1813. Il 29 gennaio a Pavia nacque Paolo Gorini, fu il secondo genito di Giovanni Gorini e di una donna di origini lodigiane. Dopo aver brillantemente terminato gli studi al collegio Ghislieri a Pavia decise di studiare per la laurea dottorale in fisica e matematica, che ottenne nel 1833.
Esattamente un anno dopo, la laurea, la sua carriera ebbe la svolta vincendo un concorso pubblico per una cattedra di insegnante in scienze naturali a Lodi.
Grazie a questo lavoro iniziò uno studio, in vulcanologia e in geologia, per poi passare alla mummificazione e alla cremazione, che lo rese famoso al grande pubblico della scienza; ed è con la geologia che iniziò a farsi conoscere conquistando il rispetto di eminenti studiosi.
Il suo "studio", per gli amati esperimenti, fu un laboratorio presso S. Niccolò dove lo scienziato lavorò in un clima che metteva spesso a repentaglio la sua vita; l'ambiente in penombra con fornaci, odori pestilenziali, sostanze di strana e dubbia composizione. Gli ingredienti dei sui lavori erano: zolfo (elemento base), pezzi di cadaveri precedentemente trattati, olii, canfora, cipolle, tabacco, estratti di limone e svariate sostanze chimiche.
I suoi studi proseguirono fino a quando decise di intraprendere la ricerca di un metodo scientifico che permettesse la conservazione dei corpi animali al fine di evitarne la putrefazione, era l'anno 1842. Senza contare la potenzialità di tale nuova scoperta, va chiarito che egli, non cercò un processo di mummificazione ma di pietrificazione del corpo cercando di ottenere "carne morbida", una specie di corpo vivo, tramite la sostituzione dei fluidi corporei con sali destinati a solidificarsi col tempo. Ovviamente ci fu il rovescio della medaglia, benchè il progetto fosse allettante c'erano dei punti molto difficili da superare: innanzi tutto ci voleva un posto ampio, fuori città ma vicino all'ospedale per il rifornimento cadaveri per intraprendere questa particolare attività, poi l'attività sanitaria di Lodi non era d'accordo sullo smembramento o violazione dei cadaveri per ricerche scientifiche in più va considerato il fattore malattie, c'era il rischio di causare epidemie!

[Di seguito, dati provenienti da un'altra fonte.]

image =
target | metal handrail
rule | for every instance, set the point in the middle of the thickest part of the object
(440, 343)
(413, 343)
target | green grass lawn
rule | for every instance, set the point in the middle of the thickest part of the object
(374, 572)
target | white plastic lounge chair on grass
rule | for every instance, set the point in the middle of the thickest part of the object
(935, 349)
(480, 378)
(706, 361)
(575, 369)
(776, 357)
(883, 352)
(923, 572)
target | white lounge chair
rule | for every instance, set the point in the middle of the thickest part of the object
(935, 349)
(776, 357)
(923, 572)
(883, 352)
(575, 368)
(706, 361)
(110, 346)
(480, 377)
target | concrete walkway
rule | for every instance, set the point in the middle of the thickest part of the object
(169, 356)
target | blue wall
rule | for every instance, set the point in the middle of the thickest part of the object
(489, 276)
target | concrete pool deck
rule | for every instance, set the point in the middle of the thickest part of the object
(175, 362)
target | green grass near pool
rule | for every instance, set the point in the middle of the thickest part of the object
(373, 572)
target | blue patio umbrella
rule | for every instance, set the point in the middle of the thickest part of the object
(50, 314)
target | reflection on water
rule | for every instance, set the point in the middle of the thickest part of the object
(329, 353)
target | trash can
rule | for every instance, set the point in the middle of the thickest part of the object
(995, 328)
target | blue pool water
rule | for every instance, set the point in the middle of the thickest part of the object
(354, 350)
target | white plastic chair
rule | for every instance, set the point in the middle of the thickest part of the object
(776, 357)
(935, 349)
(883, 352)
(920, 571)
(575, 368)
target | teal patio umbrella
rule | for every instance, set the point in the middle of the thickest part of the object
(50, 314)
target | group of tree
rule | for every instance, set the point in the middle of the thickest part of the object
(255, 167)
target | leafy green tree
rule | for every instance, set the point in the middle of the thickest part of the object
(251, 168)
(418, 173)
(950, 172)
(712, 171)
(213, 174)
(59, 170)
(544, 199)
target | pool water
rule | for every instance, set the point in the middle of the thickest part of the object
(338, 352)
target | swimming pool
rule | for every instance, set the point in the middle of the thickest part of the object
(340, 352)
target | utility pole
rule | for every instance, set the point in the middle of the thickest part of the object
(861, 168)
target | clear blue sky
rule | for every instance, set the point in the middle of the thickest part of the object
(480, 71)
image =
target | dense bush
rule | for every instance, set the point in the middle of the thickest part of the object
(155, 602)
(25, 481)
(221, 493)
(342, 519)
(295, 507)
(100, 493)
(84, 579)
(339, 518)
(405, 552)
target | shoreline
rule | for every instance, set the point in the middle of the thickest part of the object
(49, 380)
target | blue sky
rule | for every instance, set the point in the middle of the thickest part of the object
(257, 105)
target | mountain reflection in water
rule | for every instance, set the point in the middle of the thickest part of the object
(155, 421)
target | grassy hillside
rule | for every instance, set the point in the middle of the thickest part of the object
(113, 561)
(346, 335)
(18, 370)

A tutte queste questioni che poterono essere superate tramite amici, funzionari corrotti ecc... l'attività di Gorini ebbe il maggior ostacolo dalla chiesa, i quali non tolleravano assolutamente lo scempio sui corpi e con argomentazioni di carattere religioso e morale denunciarono Gorini nel 1843. Si cercò di ovviare tentando di "divagare" sulla questione pietrificazione cercando più che altro di farla passare per mummificazione. Sempre nel 1843 la salma di Pasquale Barbieri preparata da Gorini giace ancora incorrotta nella teca tra le mura dell'ospedale vecchio.
Col passare del tempo, la sua tecnica si affinò sempre più riuscì a superare i tempi di mummificazione e i suoi cadaveri divennero più spesso corpi mutilati, malformati, corpi affetti da strane malattie al fine in un futuro di poter studiare al meglio su questi modelli le problematiche che li avevano resi in tal modo.
La chiave per non far andare in putrefazione il corpo dipendeva dalla capacità di agire sui liquidi organici alterandoli chimicamente.
In tutto questo la sua fama accrebbe sempre più fuori dai confini della sua città e spesso venne chiamato a mummificare le spoglie di personaggi famosi.
Tuttavia nel 1872 Paolo Gorini intraprese un'altra strada, invece di continuare alla mummificazione / pietrificazione decise di intraprendere la strada di distruggere i resti umani prima della putrefazione. Si immerse quindi nello studio della cremazione / combustione fino ad arrivare al "moderno" forno crematorio che brevettò lui stesso. Il primo esempio di forno crematorio fu varato a Lodi al cimitero di Riolo il Crematorio Lodigiano nel 1877. Questo interesse si attribuisce a sostanziali esigenze igieniche-sanitarie nonchè a preoccupazione scientifica.
Oltre alla sua attività da scienziato, Gorini fu un attivista nel periodo Risorgimentale, ma poichè la sua salute non era delle migliori non prese parte in forma "attiva" ma contribuì alla difesa di Lodi inventado un sistema complicato e moderno di mine "radiocomandate".
Alla fine degli anni ottanta, sempre occupato su più fronti, Gorini iniziò un lento e mortale declino causato anche dalla sua pessima salute, si spese il 12 febbraio 1881.